June 29 – June 29, 2017
In my role as a promoter, trying to get Baptist folk to join the Baptist Peace Fellowship of North America, this concern (in variant forms) occasionally surfaces:
- Why a Baptist Peace Fellowship?
- Shouldn't we be ecumenical in our justice and peace involvements?
- Doesn't the existence of a Baptist peace fellowship perpetuate our legacy of religious exclusivity and bigotry?
Unfortunately, our reputation as an arrogant, sectarian people is mostly deserved. Therefore it is with good reason that some question the need for an explicitly Baptist peace fellowship.
My response to such questions always focuses on a key strategic rationale:
- Social change does not happen in general; it always occurs in particular. As A. N. Whitehead noted, "We think in generalities, we live in detail."
- Particular change means change within the context of particular institutions, which means, if we're to be effective in our work, we must tend to the details of particular institutions and communicate within the framework of particular cultures.
- Collectively, Baptist institutions in North America are massive, claiming a combined membership of some 30 million people (not counting unbaptized children).
- With some exceptions, progressive movements--those dealing with justice and peace issues--have few entry points into the subculture of Baptist institutions. By and large their voices simply are not heard; or, if heard, not heeded, primarily because the vocabulary and appeals to authority are so different from our traditional language of faith.
- What more valuable task could be done than organizing a largely unorganized constituency?
There is also a theological component to the rationale for our work. I do believe that our Anabaptist heritage has insights especially significant for our modern crisis. But I'll hold that discussion for another occasion.
Suffice it to say that I consider it crucial that our Fellowship join in common voice with any and every chorus which shares components of our vision--a vision which we as Christians name as the Kingdom or Reign of God, a vision which declares that the day is coming when "the wolf shall dwell with the lamb" (Isaiah 11), when a "new heaven and a new earth" will be revealed (Isaiah 65, Revelation 21), when the "bows of the mighty are broken" and when "justice and peace will embrace" (Psalm 85), when spears are hammered into pruning hooks (Micah 3), when captives are set free (Luke 4) and when "creation itself will be set free from its bondage to decay." (Romans 8)
Applying the weight of our conviction and energies with others in common work is important. We support and encourage it. And it is already going on in many places. But the romance and glamor of distant "mission fields" often cause us to forsake one much nearer to home: our own Baptist institutions.
Martin Luther King Jr. once wrote:
"Our most powerful nonviolent weapon is, as would be expected, also our most demanding, that is organization. To produce change, people must be organized to work together in units of power."
A key reason for having a Baptist Peace Fellowship is to influence the program and budget priorities of our various conventions--our particular institutions and constituencies--from the central offices of elected national leaders all the way down to the tens of thousands of local congregations they represent.
If we are to be effective in shaping the public witness of these bodies, we must work together, we must join and coordinate our efforts. And in doing so, we must be attentive to the particular customs and traditions of our people; we must speak with a language which shares common meaning and history; we must appeal to dialogue; we must engage in the patient process of establishing a consistent, credible presence; and we must undertake the time-consuming task of building a network of friends, contacts and co-workers.

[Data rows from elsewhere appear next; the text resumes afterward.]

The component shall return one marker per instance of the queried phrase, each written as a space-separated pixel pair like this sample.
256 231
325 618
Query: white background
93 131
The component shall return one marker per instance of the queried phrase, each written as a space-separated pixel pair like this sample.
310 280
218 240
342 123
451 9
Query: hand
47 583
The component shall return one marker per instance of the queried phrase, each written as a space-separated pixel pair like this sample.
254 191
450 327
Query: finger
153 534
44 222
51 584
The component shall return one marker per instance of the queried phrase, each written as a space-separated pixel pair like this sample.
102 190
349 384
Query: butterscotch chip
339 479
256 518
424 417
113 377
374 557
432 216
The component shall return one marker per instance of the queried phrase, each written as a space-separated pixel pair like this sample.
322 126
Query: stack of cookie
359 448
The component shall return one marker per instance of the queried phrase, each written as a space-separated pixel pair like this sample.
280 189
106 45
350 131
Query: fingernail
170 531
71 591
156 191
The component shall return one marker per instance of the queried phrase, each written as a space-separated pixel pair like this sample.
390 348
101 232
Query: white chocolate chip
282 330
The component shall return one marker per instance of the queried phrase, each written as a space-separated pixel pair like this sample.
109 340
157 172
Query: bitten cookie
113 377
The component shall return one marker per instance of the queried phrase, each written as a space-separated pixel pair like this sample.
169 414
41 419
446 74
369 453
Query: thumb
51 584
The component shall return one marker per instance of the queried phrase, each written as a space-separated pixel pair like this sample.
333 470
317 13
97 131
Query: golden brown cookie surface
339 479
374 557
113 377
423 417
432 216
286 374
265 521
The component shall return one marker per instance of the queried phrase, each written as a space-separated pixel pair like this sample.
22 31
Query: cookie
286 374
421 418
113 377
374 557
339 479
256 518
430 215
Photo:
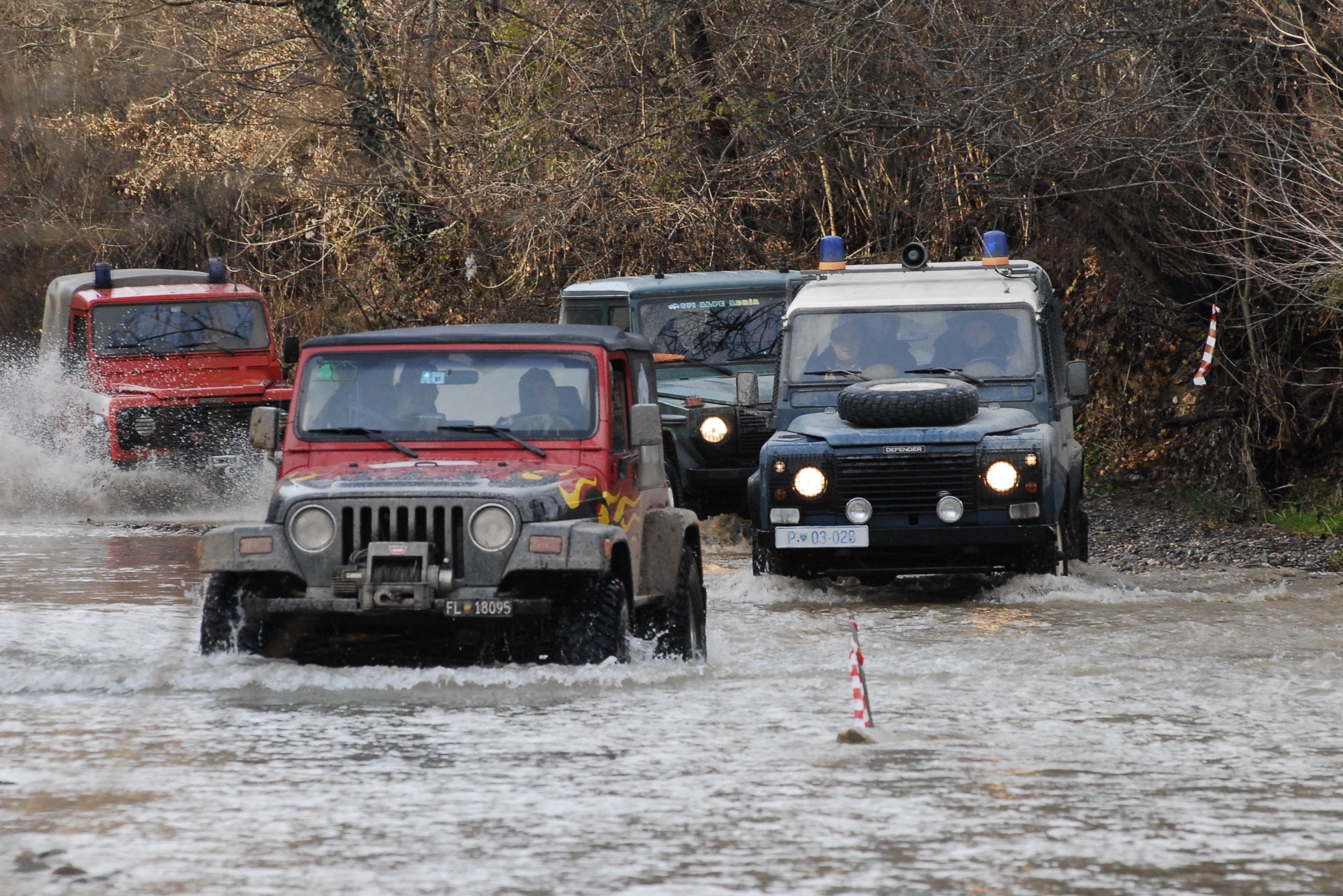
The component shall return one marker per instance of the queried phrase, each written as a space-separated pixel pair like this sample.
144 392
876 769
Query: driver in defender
977 336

Can you imagine this: One day, when the general public hears the word Baptist,they will think immediately of Gospel-inspired justice and peace work? Instead of associating the name with the follies of TV evangelists, wouldn't it be nice if they thought: Oh, those are the folks who care for the poor . . . who resist racial discrimination . . . who speak out against gun barrel diplomacy . . . who care for the environment. . . ? Imagine that!
Ken Sehested is Founding Executive Director of the Baptist Peace Fellowship of North America.